JOB DESCRIPTION
Senior Performance Engineer
Vision AI Platform Public Sector
Location
Global (remote) US business hours overlap required
Reporting to
Assurance Lead/ Assurance Director
Team
Globally distributed engineering team
Industry
Artificial Intelligence Edge Computing Public Sector
Employment
Contract
About the Role
Our Vision AI platform gives US public sector clients federal agencies, smart-city operators, defense contractors, and critical infrastructure teams a real-time window into their physical world. Think live sensor dashboards, geospatial overlays, AI inference result streams, and operational command interfaces used by people who cannot afford a slow or confusing UI.
We are seeking a specialized AI Performance Engineer (Consultant) to drive GPU acceleration, CUDA optimization, and distributed AI workload performance for VisionAI.
This is a hands-on performance engineering role focused on optimizing deep learning inference, GPU/CPU utilization, distributed orchestration, and capacity planning across city-scale AI deployments.
The consultant will work closely with AI, DevOps, and Infrastructure teams to improve latency, throughput, and overall system efficiency for production AI workloads.
Key Responsibilities
- Profile and optimize large-scale AI training and inference workloads (transformers, multimodal, diffusion, recommender systems) across multi-node, multi-GPU clusters.
- Build tools, frameworks, to detect and identify bottlenecks in compute, memory, interconnects, and communication libraries and deliver optimizations to maximize scaling efficiency.
- Develop, maintain and recommend benchmarks for AI training and inference workloads.
- Partner with framework teams (PyTorch, TensorFlow) to upstream performance improvements and enable better scaling APIs.
- Collaborate across the engineering organizations to deliver efficiency in our usage of hardware, software, and infrastructure
- Proactively monitor fleet wide utilization patterns, analyze existing inefficiency patterns, or discover new patterns, and deliver scalable solutions to solve them
Required Qualifications
- 5+ years in AI/ML performance engineering, HPC, or large-scale inference systems
- BS or similar background in Computer Science or related area (or equivalent experience)

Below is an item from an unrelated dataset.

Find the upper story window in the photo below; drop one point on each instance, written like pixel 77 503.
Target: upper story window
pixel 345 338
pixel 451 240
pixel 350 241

- Strong understanding and hands-on modern ML techniques and tools
- Strong hands-on CUDA programming and optimization experience
- Deep understanding of GPU architecture and memory hierarchy
- Experience optimizing PyTorch and/or TensorFlow inference
- Hands-on experience with NVIDIA Triton, Apache Ray, and Kubernetes GPU scheduling
- Experience with RAPIDS and GPU-accelerated data pipelines
- Experience in benchmarking methodologies, performance analysis/profiling (e.g. Nsight), performance monitoring tools
- Strong track record of optimizing large-scale AI systems
Nice to Have
- Neural network architecture optimization experience
- Deep TensorRT optimization expertise
- Video analytics or real-time inference systems experience
- Experience operating large-scale GPU clusters Experience with WebAssembly (WASM) for performance-critical frontend computation.
- Advanced Linux OS, container (e.g. Docker) and GitHub skills
Job Type: Contractual / Temporary
Contract length: 12 months
Work Location: Remote